Zum Weltschlaftag am 13. März macht der Deutsche Verkehrssicherheitsrat (DVR) auf ein gravierendes Risiko aufmerksam: Den massiven Mangel an Lkw‑Stellplätzen entlang deutscher Autobahnen.
Weil tausende Plätze fehlen, bleiben viele Lkw‑Fahrende ohne legale Übernachtungsmöglichkeiten – und fahren häufig trotz Müdigkeit weiter. Laut Branchenverbänden fehlen bundesweit 25.000 bis 40.000 Stellplätze.

Der DVR fordert das Bundesministerium der Finanzen (BMF) sowie das Bundesverkehrsministerium (BMV) auf, der Autobahn GmbH ausreichend Mittel bereitzustellen, um den Ausbau schneller voranzutreiben.

„Asphalt statt Abendruhe – so sieht die Realität für viele Lkw‑Fahrende Abend für Abend aus“, sagt DVR‑Präsident Manfred Wirsch.
Müdigkeit sei ein hochgefährliches Unfallrisiko, das ohne ausreichende Stellplätze kaum vermeidbar sei. Fahrerinnen und Fahrer müssten die gesetzlichen Lenk‑ und Ruhezeiten einhalten können – die baulichen Voraussetzungen dafür fehlen an vielen Orten.

Laut DVR müsse die Autobahn GmbH verlässlich mehr Geld erhalten, damit alle baureifen Stellplatzprojekte schnell umgesetzt werden können.

Der DVR begrüßt, dass Bund und Autobahn GmbH verstärkt auf telematisches Parken setzen.
Dabei werden Lkw nach ihrer geplanten Abfahrtszeit hintereinander eingeordnet. So können Fahrgassen entfallen und dieselbe Fläche effizienter genutzt werden.
Ergebnis: Mehr Stellplätze ohne zusätzlichen Flächenverbrauch.

Trotz der Vorteile hemmen komplizierte Vorgaben den flächendeckenden Ausbau telematischer Parkflächen.
Für jeden Parkplatzbereich muss weiterhin eine Vergleichsplanung für einen konventionellen Parkplatz erstellt werden – obwohl das digitale System bereits als wirtschaftlicher gilt.

„Diese Vorgabe gehört abgeschafft“, sagt Wirsch.
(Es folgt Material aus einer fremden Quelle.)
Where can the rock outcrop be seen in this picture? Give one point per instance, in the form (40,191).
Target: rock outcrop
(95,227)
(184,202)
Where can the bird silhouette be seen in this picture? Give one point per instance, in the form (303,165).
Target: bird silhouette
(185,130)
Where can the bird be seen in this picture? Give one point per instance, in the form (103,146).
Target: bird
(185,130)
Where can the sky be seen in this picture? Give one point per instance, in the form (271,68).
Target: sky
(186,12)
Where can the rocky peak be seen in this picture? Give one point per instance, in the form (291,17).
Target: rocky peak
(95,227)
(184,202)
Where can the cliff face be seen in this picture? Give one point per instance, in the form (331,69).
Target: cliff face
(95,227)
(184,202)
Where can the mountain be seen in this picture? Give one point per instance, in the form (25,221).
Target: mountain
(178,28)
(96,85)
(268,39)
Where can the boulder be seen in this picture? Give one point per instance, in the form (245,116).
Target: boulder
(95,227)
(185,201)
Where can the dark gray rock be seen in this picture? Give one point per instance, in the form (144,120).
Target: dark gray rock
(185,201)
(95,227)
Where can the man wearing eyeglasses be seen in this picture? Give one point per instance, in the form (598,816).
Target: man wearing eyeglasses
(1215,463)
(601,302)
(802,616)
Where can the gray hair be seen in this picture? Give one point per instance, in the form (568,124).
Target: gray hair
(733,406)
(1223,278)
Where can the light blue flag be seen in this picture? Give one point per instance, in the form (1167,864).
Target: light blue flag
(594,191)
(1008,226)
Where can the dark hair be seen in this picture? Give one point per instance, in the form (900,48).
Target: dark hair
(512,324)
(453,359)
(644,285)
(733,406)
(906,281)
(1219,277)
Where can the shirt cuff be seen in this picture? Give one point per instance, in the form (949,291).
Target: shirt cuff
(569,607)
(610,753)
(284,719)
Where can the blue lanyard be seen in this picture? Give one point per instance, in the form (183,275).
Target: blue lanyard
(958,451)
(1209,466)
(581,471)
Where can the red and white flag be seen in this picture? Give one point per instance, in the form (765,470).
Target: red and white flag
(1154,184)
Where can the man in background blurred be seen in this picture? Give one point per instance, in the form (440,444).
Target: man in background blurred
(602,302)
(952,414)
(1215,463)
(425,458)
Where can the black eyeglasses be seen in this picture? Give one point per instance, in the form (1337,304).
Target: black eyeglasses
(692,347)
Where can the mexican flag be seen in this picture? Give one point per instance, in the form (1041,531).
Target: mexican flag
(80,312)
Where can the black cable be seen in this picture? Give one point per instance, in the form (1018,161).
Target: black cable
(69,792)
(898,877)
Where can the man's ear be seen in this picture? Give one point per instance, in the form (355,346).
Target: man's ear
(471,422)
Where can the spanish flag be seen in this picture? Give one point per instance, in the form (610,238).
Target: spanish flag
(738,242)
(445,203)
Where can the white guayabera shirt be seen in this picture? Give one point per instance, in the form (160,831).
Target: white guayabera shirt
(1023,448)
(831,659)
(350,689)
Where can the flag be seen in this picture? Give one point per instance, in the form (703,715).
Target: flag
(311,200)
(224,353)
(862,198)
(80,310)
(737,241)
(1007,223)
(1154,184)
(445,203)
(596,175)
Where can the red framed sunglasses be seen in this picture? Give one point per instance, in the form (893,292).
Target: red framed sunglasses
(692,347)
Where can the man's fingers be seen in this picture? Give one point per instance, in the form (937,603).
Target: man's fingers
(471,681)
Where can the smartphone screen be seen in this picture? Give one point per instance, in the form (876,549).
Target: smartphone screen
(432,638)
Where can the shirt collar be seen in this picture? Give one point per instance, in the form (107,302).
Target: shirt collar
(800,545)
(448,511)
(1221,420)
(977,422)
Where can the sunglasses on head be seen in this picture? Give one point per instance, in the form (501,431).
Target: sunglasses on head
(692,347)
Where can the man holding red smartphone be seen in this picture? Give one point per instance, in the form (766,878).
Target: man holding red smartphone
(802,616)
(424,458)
Weniger Bürokratie spare Zeit, Geld und beschleunige den Ausbau.

Wirsch begrüßt, dass in Rheinland‑Pfalz bereits Anreizsysteme für Stellflächen in Wahlprogrammen stehen.
Neue Stellplätze seien nur möglich, wenn Kommunen Bedenken abbauen, Flächen bereitstellen und Bund wie Länder den Ausbau aktiv unterstützen.

All dies müsse Bestandteil einer gesamtstaatlichen Verkehrssicherheitsstrategie sein – im Sinne der „Vision Zero“.

Laut Statistischem Bundesamt waren Lkw‑Fahrende 2024 an 22.900 Unfällen beteiligt.
Offiziell wird Müdigkeit jedoch nur selten dokumentiert:

  • 5 tödliche Unfälle
  • 199 Unfälle mit Personenschaden
  • 182 Unfälle mit hohem Sachschaden

Eine BASt‑Studie von 2015 zeigt jedoch:
In 19 % der untersuchten schweren Lkw‑Unfälle war Müdigkeit die Hauptursache.

Überträgt man diesen Wert auf alle Lkw‑Unfälle, ergibt sich ein weit höheres Risiko als die Statistik vermuten lässt.

„Die amtliche Statistik bildet Müdigkeitsunfälle nur unzureichend ab“, betont Wirsch. Viele Fälle werden gar nicht als Übermüdung registriert.
Der DVR sieht deshalb akuten politischen Handlungsbedarf: Mehr sichere Stellplätze sind entscheidend für mehr Verkehrssicherheit.